Learning and change in the real world
by: Alan Arnett
The real world is full of change. We now have cars with more computing power than the lunar space missions, mobile phones which look like they stepped out of an early episode of Star Trek, and the ability if not yet all the skill to genetically modify ourselves and our food. However, we also find that new changes bring new uncertainties, as cars produce pollution and congestion, phones produce radiation, modified genes produce unexpected resistances, and no-one seems to be able to agree on whether these things are problems or not. Gradually, we begin to understand that there is no such thing as zero risk, and being told something is ‘safe’ really just means that, from the point of view of the person advising us, given their current state of knowledge, and compared to other things, this is not something they are worried about … yet.

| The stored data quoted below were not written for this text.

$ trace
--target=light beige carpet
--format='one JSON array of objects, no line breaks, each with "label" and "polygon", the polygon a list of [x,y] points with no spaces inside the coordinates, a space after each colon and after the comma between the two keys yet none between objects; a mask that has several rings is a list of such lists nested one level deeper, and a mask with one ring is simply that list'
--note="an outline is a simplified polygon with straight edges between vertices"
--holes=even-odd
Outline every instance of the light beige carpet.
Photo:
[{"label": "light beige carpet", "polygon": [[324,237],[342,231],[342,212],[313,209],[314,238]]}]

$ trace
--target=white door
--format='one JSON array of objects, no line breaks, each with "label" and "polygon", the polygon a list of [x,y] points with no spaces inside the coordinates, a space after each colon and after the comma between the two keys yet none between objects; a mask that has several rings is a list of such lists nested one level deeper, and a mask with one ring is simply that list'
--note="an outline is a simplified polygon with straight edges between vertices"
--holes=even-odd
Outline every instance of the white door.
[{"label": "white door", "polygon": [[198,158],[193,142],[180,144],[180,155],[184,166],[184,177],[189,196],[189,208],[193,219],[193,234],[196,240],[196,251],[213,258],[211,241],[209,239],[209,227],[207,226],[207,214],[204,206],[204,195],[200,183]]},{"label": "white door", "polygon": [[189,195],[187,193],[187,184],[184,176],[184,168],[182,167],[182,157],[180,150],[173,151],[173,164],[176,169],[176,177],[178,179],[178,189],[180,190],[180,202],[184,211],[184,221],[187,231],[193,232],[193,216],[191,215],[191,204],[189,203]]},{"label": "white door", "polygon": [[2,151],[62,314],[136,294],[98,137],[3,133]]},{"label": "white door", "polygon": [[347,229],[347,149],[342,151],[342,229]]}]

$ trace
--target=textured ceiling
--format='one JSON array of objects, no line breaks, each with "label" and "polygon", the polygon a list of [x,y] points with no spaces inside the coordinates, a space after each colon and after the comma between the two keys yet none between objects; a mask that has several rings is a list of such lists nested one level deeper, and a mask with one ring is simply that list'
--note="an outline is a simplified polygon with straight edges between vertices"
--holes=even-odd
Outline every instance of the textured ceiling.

Since there is so much change about, you might think that we would be very good at handling it, particularly inside organisations whose products, services and actions impose so much change on the world? Yet achieving all the hoped for benefits from changes still seems to elude most of us much of the time. As an example, networked computers and the Internet have enabled global teams, virtual working and rapid reworking of documents, which when used properly are great. However, most people in organisations will also recognise the associated phenomena of fragmented teams, defensive e-mailing and endless reworking of documents. Even if you don’t use computers to work, as a member of the public the much-heralded introduction of call centres to ‘improve customer service’ more often seems designed to challenge customer patience. All around us supposedly good ideas seem to lose something in the implementation.